An economist! Quoted in The Healing of America, talking not just about the bottom line, but saying that the first question, the first, lives in the realm of ethics. Wow. I was head over heels.
We’ve all read the negative comparisons of US healthcare results. Maybe we’ve even skimmed over the rankings: healthy life expectancy, US 24th in the world; the World Health Organization survey, US 37th; Harvard School of Public Health (measuring patient satisfaction in 17 developed countries), US 14th; the Commonwealth Fund (testing 19 developed countries), US 15th.
Terrible numbers, which come at huge, unwieldy, inefficient cost.
But to the first question, the very first? What is our answer? So far, it’s “no”.
As T. R. Reid points out, we Americans don’t even have a healthcare system. What we have is a market, a market in which some people (for example, those who are veterans, over age 65, or members of Congress) are treated according to workable systems adopted from elsewhere in the world, and others struggle with too-expensive premiums and insurance companies that have the right to deny coverage or kick the member out just when that person needs healthcare the most – after a car crash or upon discovery of a tumor.

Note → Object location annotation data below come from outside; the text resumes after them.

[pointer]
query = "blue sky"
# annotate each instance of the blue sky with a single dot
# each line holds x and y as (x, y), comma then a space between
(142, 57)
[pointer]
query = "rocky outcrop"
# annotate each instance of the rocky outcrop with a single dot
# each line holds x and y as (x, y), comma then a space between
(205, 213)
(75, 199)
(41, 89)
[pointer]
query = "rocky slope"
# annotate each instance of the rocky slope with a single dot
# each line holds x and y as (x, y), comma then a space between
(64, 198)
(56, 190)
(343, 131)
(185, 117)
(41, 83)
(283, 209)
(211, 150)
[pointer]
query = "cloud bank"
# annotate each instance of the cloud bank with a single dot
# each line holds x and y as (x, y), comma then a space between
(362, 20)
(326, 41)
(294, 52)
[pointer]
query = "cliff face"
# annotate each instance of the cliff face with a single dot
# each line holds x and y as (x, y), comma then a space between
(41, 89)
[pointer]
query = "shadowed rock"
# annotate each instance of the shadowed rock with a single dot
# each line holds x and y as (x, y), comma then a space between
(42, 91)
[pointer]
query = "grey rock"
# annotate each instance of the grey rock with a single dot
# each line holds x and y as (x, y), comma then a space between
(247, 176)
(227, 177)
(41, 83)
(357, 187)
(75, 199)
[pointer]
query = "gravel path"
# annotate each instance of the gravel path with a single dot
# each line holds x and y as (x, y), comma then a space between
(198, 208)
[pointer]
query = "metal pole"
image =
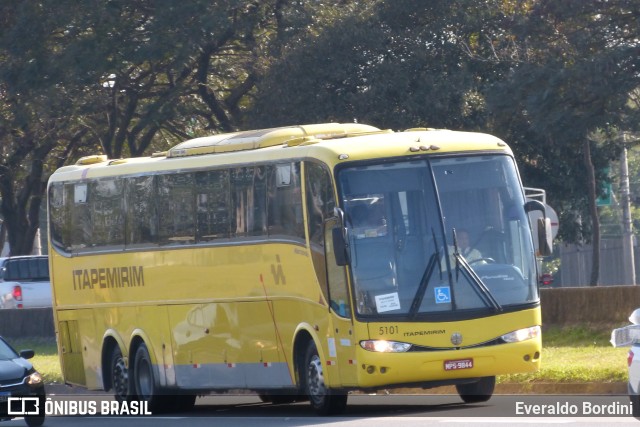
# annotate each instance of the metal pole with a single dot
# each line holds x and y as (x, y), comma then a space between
(627, 232)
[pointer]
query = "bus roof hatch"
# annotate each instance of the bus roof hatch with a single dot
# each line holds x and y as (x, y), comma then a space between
(251, 140)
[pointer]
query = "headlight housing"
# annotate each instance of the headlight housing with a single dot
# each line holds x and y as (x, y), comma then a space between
(34, 379)
(383, 346)
(522, 334)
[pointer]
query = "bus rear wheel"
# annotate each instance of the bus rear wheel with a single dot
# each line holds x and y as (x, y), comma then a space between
(324, 401)
(479, 391)
(119, 376)
(144, 382)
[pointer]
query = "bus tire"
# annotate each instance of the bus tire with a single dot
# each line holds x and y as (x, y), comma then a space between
(324, 401)
(182, 402)
(119, 376)
(479, 391)
(144, 382)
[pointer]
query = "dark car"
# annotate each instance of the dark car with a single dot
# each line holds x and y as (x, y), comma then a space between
(21, 386)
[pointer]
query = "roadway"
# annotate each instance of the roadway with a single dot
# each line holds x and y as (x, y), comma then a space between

We have a market where health insurance is regarded as a tool to make money for investors, a situation that other nations regard with astonishment and horror.
How can America, they ask, a nation with so much promise and potential, treat its citizens with such contempt?

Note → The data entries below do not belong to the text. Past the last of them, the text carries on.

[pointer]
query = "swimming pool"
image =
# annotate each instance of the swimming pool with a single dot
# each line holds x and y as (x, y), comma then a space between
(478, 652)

To those who cry “rationing!”, please. Get a grip. We’re already rationing, just not very logically. We ration healthcare by the one of the worse possible measurements: by the person’s wealth.
Luckily, in changing, we don’t have to reinvent the wheel. All we have to do is borrow the innovations of other developed countries. France’s carte vitale (“card of life”) enormously reduces administrative costs. Germany’s not-for-profit health insurance design takes a scalpel to costly monthly premiums. Canada’s ethic of solidarity among citizens (such as that witnessed in the US during World War II) makes care affordable.
Just as we needed to revamp our policies with regard to the sale and ownership of human beings in the 19th century, we need to reform the way that healthcare reaches both the child of wealthy parents and the child of middle-class or poor ones.
Our ethics, our sense of justice, demand it.